[St. 27-30] |
libro ii. canto xv |
255 |
Quando Ranaldo intese che a quel loco
Andava Rodamonte a ricercarlo,
Di questa gente si curava poco,
E più presto partì che io non vi parlo.
Il cuor gli fiammeggiava come un foco
Del gran desio che avea di ritrovarlo,
E via trottando a gran fretta camina
Verso ponente, a canto alla marina.
E Rodamonte simigliantemente
De giongere ad Ardena ben se spaccia;
E parlava tra sè nella sua mente,
Dicendo: Questo dono il ciel mi faccia,
Pur che ritrovi quel baron valente,
O ch’io l’occida, o torni sieco in graccia;
Chè, essendo morto, in terra non ho pare,
E se egli è meco, il cel voglio acquistare.

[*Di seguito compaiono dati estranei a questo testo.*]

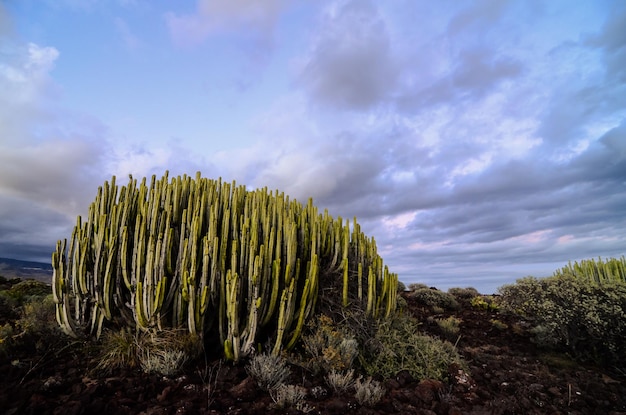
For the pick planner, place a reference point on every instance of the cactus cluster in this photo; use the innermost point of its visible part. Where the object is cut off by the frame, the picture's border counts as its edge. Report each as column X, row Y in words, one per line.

Nè creder potrò mai che ’l conte Orlando
Abbia di questo la mera bontate.1
Io l’ho provato, e di lancia e di brando
Non è il più forte al mondo in veritate.
O re Agramante, a Dio ti racomando,
Se tu discendi per queste contrate!
Essendote io, come serò, lontano,
Tutta tua gente fia sconfitta al piano.
Come diceva il vero il re Sobrino!
Sempre creder si debbe a chi ha provato.
Or, s’egli è tale Orlando paladino
Come costui che meco a fronte è stato,
Tristo Agramante et ogni saracino
Che fia di qua dal mar con lui portato!
Io, che tutti pigliarli avea arroganza,
Assai ne ho de uno, e più che di bastanza.